Protein groups respond to U. of Fla. food safety report
Story Date: 4/29/2011

 

Source:  Lisa M. Keefe, MEATINGPLACE.COM, 4/28/11

Meat industry organizations on Thursday responded to a report published by the Emerging Pathogens Institute at the University of Florida on the riskiest food-pathogen combinations and their public health costs. 


The National Chicken Council released a statement that emphasized the reductions in pathogens that have been achieved by poultry processors, and the fact that most processing plants already meet the new standards for salmonella and campylobacter recently released by USDA. “The microbiological profile of fresh chicken meat is the best that it has ever been,” the statement said.


The American Meat Institute pointed out the relatively weak data underlying the report's conclusions, saying in a statement, "A report from the University of Florida is a novel new analysis of food safety, but highlights an area that should be strengthened: our lack of data that clearly identifies which foods cause foodborne illnesses."


"The University of Florida researchers note that this is a weakness of their report. ... Given this lack of clear attribution data, the researchers were forced to make many assumptions about which foods causes various foodborne illnesses and they layer additional assumptions about the costs of those illnesses upon them," AMI's statement said.


AMI also notes that federal data points to dramatic declines in pathogen contamination over the year.
Researchers at the University of Florida Emerging Pathogens Institute’s report, “Ranking the Risks: The 10 Pathogen-Food Combinations with the Greatest Burden on Public Health,” lists the number of illnesses, costs and overall public health burden of specific microbes in particular types of food.
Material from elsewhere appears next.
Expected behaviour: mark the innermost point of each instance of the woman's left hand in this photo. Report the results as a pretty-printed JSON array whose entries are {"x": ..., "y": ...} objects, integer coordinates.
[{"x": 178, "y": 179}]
They include:


• Campylobacter in poultry — costs $1.3 billion a year
• Toxoplasma in pork — costs $1.2 billion a year
• Listeria in deli meats — costs $1.1 billion a year
• Salmonella in poultry — costs $700 million a year
• Listeria in dairy products — costs $700 million a year
• Salmonella in complex foods — costs $600 million a year
• Norovirus in complex foods — costs $900 million a year
• Salmonella in produce — costs $500 million a year
• Toxoplasma in beef — costs $700 million a year
• Salmonella in eggs — costs $400 million a year


“The number of hazards and scale of the food system make for a critical challenge for consumers and government alike,” said Michael Batz, lead author of the report and head of Food Safety Programs at the Emerging Pathogens Institute. “If we don’t identify which pairs of foods and microbes present the greatest burden, we’ll waste time and resources and put even more people at risk.”